Leave your 'stupid hat' at home, governor warns; Arthur could be deadly
CNN — (CNN) -- Canceled. Rescheduled. As Hurricane Arthur gyrates up the East Coast, beachfront Fourth of July celebrations are falling flat -- and that could save lives, if it keeps revelers out of the water.
"This is no time to put your stupid hat on," North Carolina Gov. Pat McCrory told CNN's "New Day" on Thursday, warning people to stay out of the ocean. Forecasters say a major risk from the storm will be potentially deadly rip currents.
"Don't get brave just because you see some good waves out there," he said. "Stay out of the water ... and make sure we don't have to come rescue you and put our emergency workers in jeopardy."
Arthur turned into a hurricane early Thursday and appeared to be headed for North Carolina, prompting hurricane warnings and watches for most of the state's coastline. Parts of South Carolina and Virginia were under tropical storm warnings.
Authorities issued a mandatory evacuation order for Hatteras Island and a voluntary evacuation order for Ocracoke Island, both in North Carolina.
"The focus right now is really getting people to evacuate," Craig Fugate, director of the Federal Emergency Management Agency, told CNN.
Forecasters expect a storm surge of up to 4 feet at North Carolina's Outer Banks, along with large, destructive waves.
Most of the coast will get 2 to 4 inches of rain, with 6 inches possible in some spots, the National Weather Service said.
On a pier at Atlantic Beach, North Carolina, on Wednesday, a sign read: "No lifeguard on duty." Gulls hovered over anglers as waves gently crashed ashore and few seemed worried about Arthur.
A shirtless beachcomber in a broad-brimmed straw hat was downright adventurous about its approach.
"I've lived long enough to know that new experiences are always fun, so you've got to live them. And this might really be fun and might be scary, but we're going to find out after a while," he said.
The town of Surf City, North Carolina, is scrapping its Fourth of July show, which was scheduled for Thursday.

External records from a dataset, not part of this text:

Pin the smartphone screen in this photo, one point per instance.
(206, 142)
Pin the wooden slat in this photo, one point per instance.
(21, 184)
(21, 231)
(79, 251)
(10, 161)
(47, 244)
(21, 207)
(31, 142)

But the city's website also said the storm's fury is likely to be short-lived and encouraged visitors to keep their beach vacation plans: "Surf City is very much open for business."
But vacationers should not take the warm welcome as an all-clear. To avoid tragedy, they should stay on land.
The storm is expected to spawn deadly rip currents -- rapid flows of water from the shore back out to the ocean that can pull people to sea and exhaust even the strongest swimmers.
Tropical cyclones killed six people in 2009, the National Weather Service said. All drowned in large waves or rip currents.
The weather service publishes a page of the stories people have told after surviving a rip current.
Three summers ago, a surfer named Greg watched his wife, standing on a North Carolina beach, get smaller and smaller as a rip current swept him away.
He fought it.
"I tried to swim with the boogie board at first, but if you've ever tried to do that, you know that won't work," he said.
Luckily, he remembered what to do. He swam parallel to the shoreline until he was out of the current. Then he paddled for the beach. He was so exhausted when he arrived, he collapsed onto the sand.
"I kissed the ground," he said.
Keeping the Boston Pops dry
Despite the risks farther south, the storm shouldn't force a total washout of East Coast Independence Day celebrations.
With rain forecast for parts of New England on Friday, the annual Fourth of July Boston Pops concert is being moved up a day to Thursday.
If it rains then, the fireworks part of the show can start, but the concert may have to go, event organizer Rich MacDonald told CNN affiliate WCVB. "It affects the instruments, and these instruments are valuable and old."
In the nation's capital, the weather looks cheerier for the holiday.
The slight chance of rain during the day Friday will vanish by night, leaving clear skies for the rockets' red glare of fireworks over the National Mall.